I hadn’t heard about Bluemix until about two weeks ago, which I was a little surprised by, since I have been keeping an ear to the ground with all stuff cloud-related – or so I thought. But perhaps you can’t blame IBM for playing it cool with their new PaaS cloud offering. It was only released into the wild a few months ago.
I was invited to a “Bluemix Day” out at the IBM campus last week, which I went along to. It contained surprisingly little sales-talk and was aimed very much at us techies. That in itself made the trip out there worth it. We got a bit of background to Bluemix, and SoftLayer, the infrastructure provider that IBM purchased last year and that Bluemix is built on top of. All very interesting, but then we spent the rest of the day spinning up instances and deploying sample applications, etc. – all led by our very capable IBM instructor, Brian Innes.
I think IBM may be onto a winner here, or at least I hope so. As someone who has worked for big, conservative corporations and who is no stranger to that look of fear and loathing when talking about the cloud amongst colleagues, I welcome IBM’s entry to the party. Because if IBM is doing it then it must be okay.
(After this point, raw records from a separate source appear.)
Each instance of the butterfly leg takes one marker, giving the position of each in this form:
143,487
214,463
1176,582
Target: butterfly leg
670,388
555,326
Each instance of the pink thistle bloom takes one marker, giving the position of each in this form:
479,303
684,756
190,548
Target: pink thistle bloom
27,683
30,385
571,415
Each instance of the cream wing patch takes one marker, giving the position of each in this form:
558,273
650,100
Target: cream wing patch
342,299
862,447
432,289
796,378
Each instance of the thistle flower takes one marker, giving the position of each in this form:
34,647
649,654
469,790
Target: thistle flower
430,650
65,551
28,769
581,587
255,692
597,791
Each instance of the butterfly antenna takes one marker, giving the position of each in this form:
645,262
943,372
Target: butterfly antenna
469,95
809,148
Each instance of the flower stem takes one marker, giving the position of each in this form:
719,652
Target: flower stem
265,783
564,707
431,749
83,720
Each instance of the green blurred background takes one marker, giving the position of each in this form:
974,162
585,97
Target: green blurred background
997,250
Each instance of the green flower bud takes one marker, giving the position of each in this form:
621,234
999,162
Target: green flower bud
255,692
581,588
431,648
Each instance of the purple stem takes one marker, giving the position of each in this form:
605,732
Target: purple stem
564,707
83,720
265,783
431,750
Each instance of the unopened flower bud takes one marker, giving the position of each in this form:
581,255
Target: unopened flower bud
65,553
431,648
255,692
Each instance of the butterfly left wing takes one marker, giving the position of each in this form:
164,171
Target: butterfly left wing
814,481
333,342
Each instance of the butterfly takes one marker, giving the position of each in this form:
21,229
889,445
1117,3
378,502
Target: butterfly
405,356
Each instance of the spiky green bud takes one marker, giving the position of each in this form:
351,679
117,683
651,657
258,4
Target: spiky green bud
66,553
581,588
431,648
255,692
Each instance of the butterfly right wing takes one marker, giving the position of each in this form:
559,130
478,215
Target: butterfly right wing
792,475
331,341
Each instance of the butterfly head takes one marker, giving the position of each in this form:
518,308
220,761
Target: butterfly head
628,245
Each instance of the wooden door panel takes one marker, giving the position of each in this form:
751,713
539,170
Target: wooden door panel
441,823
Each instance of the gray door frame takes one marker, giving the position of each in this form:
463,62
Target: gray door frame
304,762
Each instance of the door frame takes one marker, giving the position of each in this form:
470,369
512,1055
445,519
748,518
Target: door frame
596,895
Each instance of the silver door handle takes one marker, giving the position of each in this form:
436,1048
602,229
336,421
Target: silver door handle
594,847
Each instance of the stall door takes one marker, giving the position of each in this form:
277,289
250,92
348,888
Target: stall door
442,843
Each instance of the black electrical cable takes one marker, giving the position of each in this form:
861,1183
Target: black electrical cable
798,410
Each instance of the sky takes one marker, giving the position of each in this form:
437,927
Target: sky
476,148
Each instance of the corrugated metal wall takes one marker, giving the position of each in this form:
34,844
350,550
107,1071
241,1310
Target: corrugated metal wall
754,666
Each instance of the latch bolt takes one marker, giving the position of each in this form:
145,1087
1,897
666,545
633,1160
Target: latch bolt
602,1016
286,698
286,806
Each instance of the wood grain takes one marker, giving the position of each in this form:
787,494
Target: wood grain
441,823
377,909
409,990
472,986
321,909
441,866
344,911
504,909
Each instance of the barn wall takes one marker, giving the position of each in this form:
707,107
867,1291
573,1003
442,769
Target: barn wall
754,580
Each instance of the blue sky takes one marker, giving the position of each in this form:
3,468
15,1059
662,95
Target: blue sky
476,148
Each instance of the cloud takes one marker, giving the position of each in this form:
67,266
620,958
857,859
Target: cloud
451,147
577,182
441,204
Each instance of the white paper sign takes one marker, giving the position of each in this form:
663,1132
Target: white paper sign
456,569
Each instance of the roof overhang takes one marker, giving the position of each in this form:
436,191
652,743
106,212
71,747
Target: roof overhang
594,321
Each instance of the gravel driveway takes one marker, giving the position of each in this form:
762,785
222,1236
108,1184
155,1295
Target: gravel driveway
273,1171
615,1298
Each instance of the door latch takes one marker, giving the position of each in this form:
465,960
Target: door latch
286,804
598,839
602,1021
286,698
All sarcasm aside, what Bluemix appears to be offering is actually quite impressive. I’m not going to go through all of it here – check it out yourself. However, a couple of things did strike me as getting it right. Firstly, it is not just IBM products and services on offer, there seemed to be a number of third-party and community (open-source) options too. Secondly, is the pricing. You get 30 days free trial, which is nice, but you’re not going to get a whole lot done in 30 days. The good bit is that you still get a certain amount of free GB-hours every month thereafter, enough to play around with and do some demo’s to show your boss.